All four new `probe_*_validation.sh` scripts follow the same defensive pattern (verified per `static_analysis_cycle8.md`):

- `#!/usr/bin/env bash` with `set -euo pipefail` at the top — fail-fast on undefined vars, broken pipes, command failures.
- `API_URL="${API_URL:-https://localhost:8080}"` default; `JWT="${JWT:-}"` with an explicit `if [[ -z "${JWT}" ]]; then echo "ERROR: set JWT env var to a bearer token. …"; exit 2; fi` guard.
- `curl -k` used (justified — the dev cert is self-signed; the scripts target localhost in dev/test only — documented in each script's header).
- Hand-built JSON payloads via shell variable interpolation — values are integer / quoted strings only, no caller-supplied shell strings.
- No embedded secrets, no hardcoded `$JWT`, no `.env` reads.

Identical posture to the cycle-7 `probe_inventory_validation.sh`. ✓

## Container & Image Security — Carried Forward Unchanged

| Check | Status (carried from cycle 5/6/7) | Cycle-8 impact |
|-------|-----------------------------------|----------------|
| Non-root container user (Dockerfile `USER` directive) | Already in effect | None — no Dockerfile change. |
| Minimal base image (alpine/distroless/etc.) | The API image uses the .NET 10 SDK base — same as cycle 7; image hardening is still owned by a separate, unscheduled follow-up task. | None. |
| No secrets in build args | Verified cycle 5; no `Dockerfile` change in cycle 7 or 8 | None. |
| Health checks | Compose `healthcheck` block on Postgres unchanged | None. |

## CI/CD Security — Carried Forward Unchanged

| Check | Status | Cycle-8 impact |
|-------|--------|----------------|
| Secrets management (env vars / vault, not pipeline literals) | Existing pattern preserved | None. |
| No credentials in pipeline definitions | `.woodpecker.yml` untouched in cycle 8 | None. |
| Artifact signing | Existing posture (none — owned by a separate operational improvement track) | None. |
| Dependency-audit step in pipeline | Existing posture (manual audit per `dependency_scan_cycle*.md`; no automated `dotnet list package --vulnerable` in CI due to the build-hang issue noted in `AGENTS.md`) | None. |

## Environment & Secrets

- `.env.example` — not modified in cycle 8. The cycle-8 code reads no new env vars.
- `appsettings.Development.json` — not modified in cycle 8.
- `appsettings.json` — production template; unchanged in cycle 8.
- The cycle-7 host-port change (`5432:5432` → `5433:5432`) is preserved through cycle 8; not relevant to production exposure (production containers run on a private docker network without host-port mapping per the existing deployment model).

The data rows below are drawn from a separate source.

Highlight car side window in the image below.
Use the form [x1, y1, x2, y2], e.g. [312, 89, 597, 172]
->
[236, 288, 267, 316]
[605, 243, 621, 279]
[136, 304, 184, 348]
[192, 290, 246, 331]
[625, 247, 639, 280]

## Cycle-7 + Earlier Carry-overs

No infrastructure-layer carry-overs from earlier cycles. The cycle-2 `UavQualityConfig`-derived `KestrelServerOptions.Limits.MaxRequestBodySize = 500 MiB` (set in `Program.cs:41-43`) is noted in `owasp_review_cycle8.md` § A05 as a configuration choice that contributed to the F-AZ809-1 exploit-math worst case, but it is not itself an infrastructure-layer finding — the value is correct for the UAV upload endpoint, and the proper fix is per-endpoint size narrowing (a code change, not an infra change).

## Verdict (Phase 4)

**PASS** — zero new infrastructure-layer findings.

The four new probe scripts are dev/test only, env-driven, fail-fast under `set -euo pipefail`, and contain no embedded credentials. The single perf-script update is a wire-rename diff with no security impact. Cycle 8 made no Docker, compose, CI, env-template, or appsettings changes.